There have been very few studies on the effectiveness of case management, and the results of these studies are mixed. The only outcome for which there were results in the same direction from two or more studies pertained to changes in vocational status. This was associated with the single case-manager and insurance approach, as well as with the combined nurse and vocational case-manager model. There were conflicting results about the effects of case management on disability or functional status, living status, family impact, and other aspects, and some findings were mentioned in only one study. The clinical trial resulted in no functional status changes among case-managed subjects, despite an extended period of rehabilitation. However, when two forms of case management were compared, both the single and multiple case-manager/insurance approaches showed significant functional improvements.

Future Research

The evidence report identifies the following areas for future research.


Randomized trials of the timing and intensity of early and acute rehabilitation would be useful. Because the patient characteristics that affect outcomes also affect the type and level of rehabilitation services delivered, it may be unlikely that any observational study can provide definitive evidence about effectiveness. Moreover, assigning patients to different levels of intensity or to early versus conventional initiation of rehabilitation in a prospective trial may be ethically acceptable, since these different levels represent a range of current practice rather than a deviation from it.


Population-based studies of all patients with TBI, including those who do not enter inpatient rehabilitation facilities, are imperative. Important questions about the effectiveness of rehabilitation and its component disciplines require the development of regional or national registries, with standardized data collection and identification and followup of all patients with head injury.


Research designs for future studies should incorporate health outcomes of importance to people with TBI and their families. Commonly used measures should be more strongly linked to health outcomes. Future studies should address the effect of spontaneous recovery, systematize criteria for entering cognitive rehabilitation, and differentiate between the effects of general stimulation and specific techniques.


The greatest overall need for the evaluation of supported employment programs is a series of trials with adequate controls and unbiased allocation of clients to the conditions compared.
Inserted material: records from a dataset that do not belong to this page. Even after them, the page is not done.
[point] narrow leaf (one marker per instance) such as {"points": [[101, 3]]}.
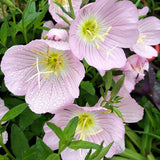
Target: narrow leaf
{"points": [[70, 129], [14, 112], [108, 80], [19, 142], [117, 87]]}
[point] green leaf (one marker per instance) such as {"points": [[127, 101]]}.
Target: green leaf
{"points": [[39, 151], [146, 139], [42, 149], [88, 87], [64, 10], [88, 154], [132, 155], [31, 154], [53, 156], [108, 80], [4, 157], [83, 144], [117, 87], [103, 152], [70, 129], [118, 158], [14, 112], [133, 137], [63, 144], [19, 143], [116, 110], [57, 130]]}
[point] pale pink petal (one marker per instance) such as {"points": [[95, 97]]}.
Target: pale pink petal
{"points": [[143, 11], [129, 81], [48, 24], [54, 9], [123, 18], [3, 109], [5, 137], [17, 66], [131, 111], [144, 50], [150, 28], [25, 68], [57, 34]]}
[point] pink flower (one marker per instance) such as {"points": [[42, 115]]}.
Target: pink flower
{"points": [[55, 33], [100, 29], [54, 9], [143, 11], [134, 71], [48, 24], [131, 111], [45, 71], [93, 126], [3, 111], [149, 34]]}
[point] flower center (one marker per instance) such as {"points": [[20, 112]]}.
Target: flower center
{"points": [[91, 31], [86, 125], [140, 40], [86, 122], [53, 61]]}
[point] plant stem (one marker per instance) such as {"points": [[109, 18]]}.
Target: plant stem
{"points": [[5, 148], [137, 3], [6, 22]]}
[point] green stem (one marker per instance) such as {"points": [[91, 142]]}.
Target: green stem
{"points": [[14, 21], [137, 3], [23, 25], [6, 22]]}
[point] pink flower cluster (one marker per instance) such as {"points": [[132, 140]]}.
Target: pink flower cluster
{"points": [[49, 71]]}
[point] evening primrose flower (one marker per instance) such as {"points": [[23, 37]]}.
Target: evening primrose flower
{"points": [[149, 35], [134, 71], [101, 29], [45, 71], [3, 111], [54, 9], [93, 126]]}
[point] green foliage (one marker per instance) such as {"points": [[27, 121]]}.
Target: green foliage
{"points": [[14, 112]]}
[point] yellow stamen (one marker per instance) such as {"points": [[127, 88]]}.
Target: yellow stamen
{"points": [[108, 111], [38, 52]]}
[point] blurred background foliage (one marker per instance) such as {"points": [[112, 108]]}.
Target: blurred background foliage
{"points": [[20, 22]]}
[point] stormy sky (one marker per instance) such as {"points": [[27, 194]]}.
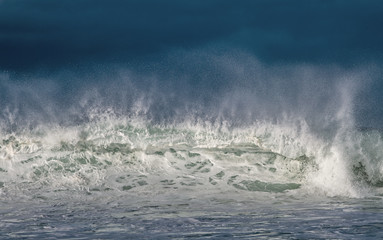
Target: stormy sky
{"points": [[49, 36]]}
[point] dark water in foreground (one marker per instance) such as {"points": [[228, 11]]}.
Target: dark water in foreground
{"points": [[279, 218]]}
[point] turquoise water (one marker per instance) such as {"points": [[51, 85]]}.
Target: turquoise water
{"points": [[119, 178]]}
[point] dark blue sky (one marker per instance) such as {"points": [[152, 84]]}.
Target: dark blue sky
{"points": [[87, 39], [51, 34]]}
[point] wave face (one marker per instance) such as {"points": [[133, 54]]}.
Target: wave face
{"points": [[124, 156], [233, 124]]}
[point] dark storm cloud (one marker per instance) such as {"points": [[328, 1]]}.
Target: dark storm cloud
{"points": [[46, 33]]}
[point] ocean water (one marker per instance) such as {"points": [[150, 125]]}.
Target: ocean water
{"points": [[201, 146], [122, 178]]}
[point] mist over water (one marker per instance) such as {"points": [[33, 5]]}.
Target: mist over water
{"points": [[193, 131]]}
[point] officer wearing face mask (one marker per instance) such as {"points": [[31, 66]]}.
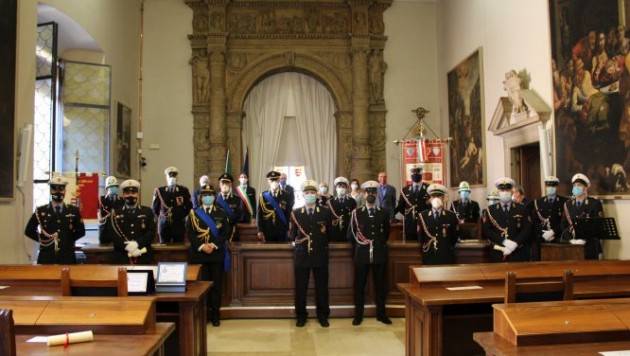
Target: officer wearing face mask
{"points": [[581, 206], [203, 180], [311, 228], [132, 227], [466, 209], [413, 200], [508, 226], [546, 213], [368, 232], [341, 206], [439, 229], [207, 230], [230, 203], [106, 203], [273, 211], [171, 203], [247, 195], [56, 226]]}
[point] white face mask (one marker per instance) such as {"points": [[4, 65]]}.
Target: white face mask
{"points": [[436, 203]]}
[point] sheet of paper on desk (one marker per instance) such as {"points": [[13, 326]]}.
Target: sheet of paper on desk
{"points": [[464, 288]]}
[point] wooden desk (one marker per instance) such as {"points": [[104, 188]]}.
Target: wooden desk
{"points": [[119, 345], [431, 309]]}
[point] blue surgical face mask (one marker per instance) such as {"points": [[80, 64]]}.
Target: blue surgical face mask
{"points": [[207, 200]]}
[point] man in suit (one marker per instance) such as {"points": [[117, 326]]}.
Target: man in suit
{"points": [[508, 225], [247, 195], [546, 213], [56, 226], [439, 229], [386, 195], [171, 203], [368, 232], [106, 203], [413, 200], [273, 211], [581, 206], [132, 227], [340, 207], [207, 228], [311, 229]]}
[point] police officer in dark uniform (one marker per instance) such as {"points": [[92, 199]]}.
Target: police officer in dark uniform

Future research should focus on improving the outcome measures used to examine the results of case management in TBI rehabilitation. In addition to outcomes of changed patient functionality, there should be outcomes of changed family functionality. Since much of case management communication is directed toward helping family members learn what to expect and where to obtain services, relevant outcomes would include family use of community and rehabilitation services and indicators of family assertiveness about care expectations. While case management may exert only an indirect effect on a patient's functional outcomes such as level of disability, vocational status, and living status, it is possible that case management can directly affect family knowledge of TBI rehabilitation needs and services, level of psychosocial anxiety, and family competency in coping with TBI.